Everyone seems to have their own Myers-Briggs story. I have several, but here’s my favorite one. I once saw a guy with a tee-shirt that had a square on the front that was divided into four quadrants, in which was his four-letter MB acronym. No descriptor was needed, for almost anyone who saw those four letters knew what they meant.
Today the “Myers-Briggs Type Indicator” (it’s not a test!!) is the most popular and influential personality inventory in the world, and even what Merve Emre calls “a mass cultural phenomenon.” Everyone uses it: Fortune 500 companies, prisons, churches, university admission departments, the American Bar Association, therapists, medical schools, the CIA, and, I learned in this book, even my local school district when it was deciding which students got admitted to its “gifted” program. But it wasn’t always that way, and to call the history of the MBTI “strange” is, as Emre shows, a gross understatement.
The MBTI was the brainchild and lifelong passion of Katherine Briggs (1875–1968) and her daughter Isabel Briggs Myers (1897–1980), neither of whom had any professional expertise in psychology or testing. The MBTI began with what Katherine called her “cosmic laboratory of baby training” in her home, a rigorous program that subjected her daughter Isabel to personality typing. Katherine had a pronounced obsession with Carl Jung and his book Psychological Types (1921). She corresponded with Jung, wrote poetry to and about him, and met him in New York for a private session. Eventually, and with help from Isabel, she expanded and developed a crude popularization of Jung’s original eight types into the current MBTI sixteen types.

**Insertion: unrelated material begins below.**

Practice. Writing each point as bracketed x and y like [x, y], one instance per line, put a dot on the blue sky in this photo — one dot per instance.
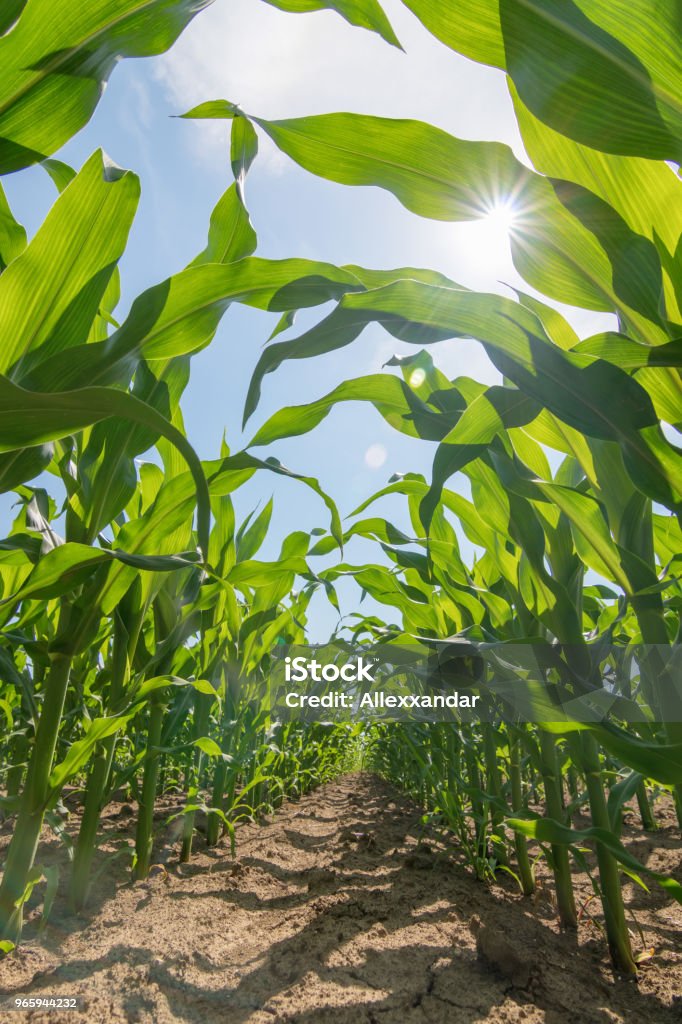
[279, 65]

Emre explores a delicious paradox. How can something so scientifically dubious, ethically irresponsible, and philosophically problematic, become so wildly successful (a $2 billion a year global industry), and, let it be said, genuinely helpful to millions of people? The many and very real problems with the MBTI are by now well known, resulting in all sorts of articles that debunk it, like “The Mysterious Popularity of the Meaningless Myers-Briggs.” Nonetheless, the anecdotal evidence is also overwhelming about how the MBTI has helped millions of people in the areas of self-understanding, the acceptance of differences, miserable marriages, vocational satisfaction, etc.
The MBTI might be what Emre calls “an irresistibly attractive fiction,” and not much better than your horoscope (224), but she never condescends to her subject matter. In fact, she started researching this book with a critical mindset, but eventually changed when she had her first baby and started wondering about the emerging personality of that little infant. And so she dedicates her book to “the skeptics, the true believers, and everyone in between. Which is to say that this book is for you: you who cannot, and should not, be typed.”
Merve Emre is an associate professor of English at the University of Oxford and a fellow of Worcester College. The Personality Brokers was one of the 2018 NYT “best books of the year.”